I am sure this article has been shared before, however I wanted to have a look at this topic.
The articles short summary is this:
All 25 car brands we researched earned our *Privacy Not Included warning label – making cars the worst category of products that we have ever reviewed
I am currently driving a 2014 Ford Fiesta which just has a radio with a CD player and Bluetooth. I do not need more than that in a car.
The reason I am looking at all is that that the Fiesta does not belong to me and the friend owning it will be moving out in a bit, so I kinda need another one.
There seems to be one brand that is not as bad as the other ones (but still bad): Renault; mozilla's review...
Maybe I will have a look at their cars.
What do you guys think? Stick to older used cars and not use an EV or look at which of the manufacturers have the least bad privacy policy?

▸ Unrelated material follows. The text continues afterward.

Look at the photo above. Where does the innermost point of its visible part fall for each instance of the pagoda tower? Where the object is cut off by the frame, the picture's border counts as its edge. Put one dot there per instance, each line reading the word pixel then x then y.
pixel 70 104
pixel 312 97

It’s a band-aid measure that makes cars behave more like buses, trains, or any other form of transit that takes the mental strain off of the individual. Yet it still uses cars, so we all still get those sweet sweet carbon emissions and ridiculously outsized infrastructure degradation. It’s a step in the right direction but we’re still on the wrong path.
In case you actually ever need a car and want ACC:
Adaptive cruise became available in the 1998 Mercedes-Benz S-Class and in the early to mid 2000s expanded to executive cars of different marques and then later on, towards smaller/cheaper cars.
There absolutely are cars you can get that have adaptive cruise, that don't have any network connectivity beyond the built-in cellphone (because they used to do that) or Bluetooth to connect your phone.
It definitely differs between implementations. I hear Distronic Plus on a W212 Mercedes (so 2009-2016 E-Class) was fairly good for its era, with smooth braking, but I'm biased because pre-touchscreen-hell Mercedes cars are something I have a soft spot for (so pretty much anything made before this decade, really - they kept touchscreens out of the equation for longer than Audi at least). On W211s you could get regular Distronic, which didn't come to a complete stop, it was only meant for highway use. Also all these systems were optional back then, so you can't buy cars blindly. Hell, I bought a 2019 C-Class being pretty sure it had ACC and it... did not.
I unfortunately can't give any advice on Japanese cars, I've only owned a Subaru. The ACC in that was a bit janky, though it never hit anyone so it definitely worked. Most of the time. It complained about lack of sight fairly often, since it was a camera based system unlike the radar or lidar systems most seem to use.